The Poetry of Derek Berry
“i wear a wedding dress/woven of queen anne’s lace/& wisteria. i slip a garter/of lichen off my thigh./i do not recognize, at first,/the effigy of desire:/burnt moss for hair,/putrid/bog breath./not every incandescence is beacon,/some only a house burning/or body/lit from within.”—By Derek Berry
Speculative Friction
By Claire Bateman
GREENVILLE South Carolina—(Weekly Hubris)—November 1, 2021—Aiken, South Carolina poet Derek Berry is the author of the novel Heathens & Liars of Lickskillet County (PRA, 2016), as well as the poetry chapbooks Glitter Husk and Buggery. Their work has recently appeared in Beloit Poetry Journal, ANMLY, beestung, Raleigh Review, Pidgeonholes, and elsewhere. Berry currently work/s at a Cold War museum as an education specialist.

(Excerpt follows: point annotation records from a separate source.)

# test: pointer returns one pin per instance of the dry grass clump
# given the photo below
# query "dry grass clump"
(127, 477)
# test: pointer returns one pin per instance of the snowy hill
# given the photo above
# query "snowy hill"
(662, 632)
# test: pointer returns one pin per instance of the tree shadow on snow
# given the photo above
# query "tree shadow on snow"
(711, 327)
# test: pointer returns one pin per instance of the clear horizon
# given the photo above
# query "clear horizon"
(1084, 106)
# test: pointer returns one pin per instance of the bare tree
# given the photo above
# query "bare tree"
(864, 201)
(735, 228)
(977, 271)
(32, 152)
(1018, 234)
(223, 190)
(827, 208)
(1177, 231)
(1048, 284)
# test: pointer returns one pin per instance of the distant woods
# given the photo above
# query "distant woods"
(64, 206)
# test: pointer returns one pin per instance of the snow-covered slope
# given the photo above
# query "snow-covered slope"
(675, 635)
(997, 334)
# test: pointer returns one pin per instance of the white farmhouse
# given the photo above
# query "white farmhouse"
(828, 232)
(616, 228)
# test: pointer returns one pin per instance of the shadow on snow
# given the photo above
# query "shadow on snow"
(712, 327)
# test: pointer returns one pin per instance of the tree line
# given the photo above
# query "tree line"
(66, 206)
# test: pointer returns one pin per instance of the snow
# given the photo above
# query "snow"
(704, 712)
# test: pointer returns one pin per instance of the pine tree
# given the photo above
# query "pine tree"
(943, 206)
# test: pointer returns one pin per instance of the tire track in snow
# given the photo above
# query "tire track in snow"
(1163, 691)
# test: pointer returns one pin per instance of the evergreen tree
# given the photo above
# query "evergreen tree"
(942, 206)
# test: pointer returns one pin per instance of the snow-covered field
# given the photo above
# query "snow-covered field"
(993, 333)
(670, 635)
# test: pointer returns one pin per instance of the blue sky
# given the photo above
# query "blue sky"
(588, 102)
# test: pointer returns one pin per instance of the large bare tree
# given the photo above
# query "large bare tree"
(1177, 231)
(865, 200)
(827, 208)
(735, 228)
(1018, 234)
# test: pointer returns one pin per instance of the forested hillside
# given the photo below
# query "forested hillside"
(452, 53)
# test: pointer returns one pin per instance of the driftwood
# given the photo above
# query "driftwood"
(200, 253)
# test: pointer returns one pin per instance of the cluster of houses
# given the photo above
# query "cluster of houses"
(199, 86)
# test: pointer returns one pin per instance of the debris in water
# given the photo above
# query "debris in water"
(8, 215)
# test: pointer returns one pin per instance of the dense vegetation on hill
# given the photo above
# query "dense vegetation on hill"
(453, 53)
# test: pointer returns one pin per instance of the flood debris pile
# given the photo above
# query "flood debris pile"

martyrdom of saint sebastian
after Guido Reni
look closer. don’t mistake
tree trunk for Wyoming fencepost,
saint for boy, though in the end,
they died the same—beaten, blued,
bloated & abandoned.
but in this moment, hands bound
over his head, eyes toward heaven,
he’s still alive. shot through
with light. throat exposed
like a shepherd giving
his life over to wolves.
i invite the swamp creature into bed, then set him on fire
kiss me
mouthful of muck,
lung-emptied
like a dead cypress.
can you taste the brine of my want?
can two crickets
rubbing thighs
against one another
create music
sharp as night’s end?
i dream the concert
our bodies make.
i wear a wedding dress
woven of queen anne’s lace
& wisteria. i slip a garter
of lichen off my thigh.
i do not recognize, at first,
the effigy of desire:
burnt moss for hair,
putrid
bog breath.
not every incandescence is beacon,
some only a house burning
or body
lit from within.
queer the smear
behind the school,
we scrum. we bum rush.
we hum the slur, sing
for brief carnage.
We drum skin red,
become bruisenumb.
we limpwrist
launch the football
above us, spread
arms to catch its descent, then
thrum with violence.
we come
undone.
no rules except
blood glitzing
grass, curbside,
parking lot
gravel sparkling
in sunlight like glitter.
there is no other way
boys may touch,
may hold each other
against the dirt.
a boy without a name dances grease high
sweat-hijacked. holyspirit-hamstrung
between what his tongue
knows of skin’s salt
& his hands
know of my throat’s
yes.
find me feast of forgotten pork rinds
spilled on the floorboard of his daddy’s truck.
but i am not here,
only in some other body unfamiliar
with however his breath smells.
instead, curled around
the question mark of what might have been,
sugar hungry & carnival starved,
i sink into the river, stone weighted,
bob for adam apples, bite whatever
soft flesh lives below the water’s surface.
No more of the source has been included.